My next mistake was when, as president of the New York State Woman’s Temperance Association, I demanded the passage of a statute allowing wives an absolute divorce for the brutality and intemperance of their husbands. I addressed the Legislature of New York a few years later when a similar bill was pending, and also large audiences in several of our chief cities, and for this I was severely denounced. To-day fugitives from such unholy ties can secure freedom in many of the Western States, and enlightened public sentiment sustains mothers in refusing to hand down an appetite fraught with so many evil consequences. This, also called a “mistake” in 1860, was regarded as a “step in progress” a few years later.
Again, I urged my coadjutors by speeches, letters, and resolutions, as a means of widespread agitation, to make the same demands of the Church that we had already made of the State.
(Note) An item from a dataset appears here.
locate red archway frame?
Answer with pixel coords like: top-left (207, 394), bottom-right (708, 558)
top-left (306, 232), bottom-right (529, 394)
They objected, saying, “That is too revolutionary, an attack on the Church would injure the suffrage movement.” But I steadily made the demand, as opportunity offered, that women be ordained to preach the Gospel and to fill the offices as elders, deacons, and trustees. A few years later some of these suggestions were accepted. Some churches did ordain women as pastors over congregations of their own, others elected women deaconesses, and a few churches allowed women, as delegates, to sit in their conferences. Thus this demand was in a measure honored and another “step in progress” taken.
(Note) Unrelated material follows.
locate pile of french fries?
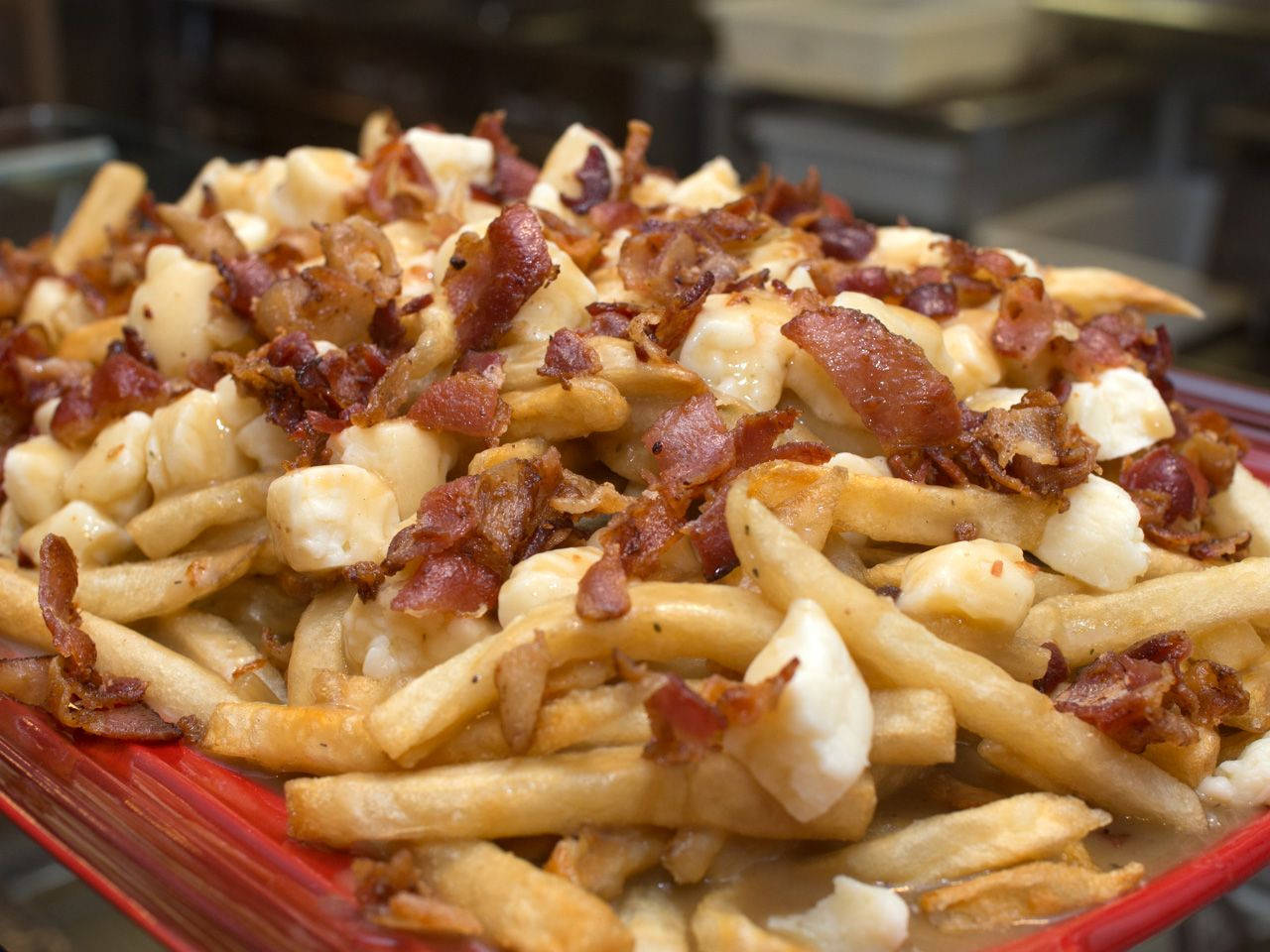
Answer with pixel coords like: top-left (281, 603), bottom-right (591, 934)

In 1882 I tried to organize a committee to consider the status of women in the Bible, and the claim that the Hebrew Writings were the result of divine inspiration. It was thought very presumptuous for women not learned in languages and ecclesiastical history to undertake such work. But as we merely proposed to comment on what was said of women in plain English, and found these texts composed only one-tenth of the Old and New Testaments, it did not seem to me a difficult or dangerous undertaking. However, when Part I. of “The Woman’s Bible” was published, again there was a general disapproval by press and pulpit, and even by women themselves, expressed in resolutions in suffrage and temperance conventions. Like other “mistakes,” this too, in due time, will be regarded as “a step in progress.”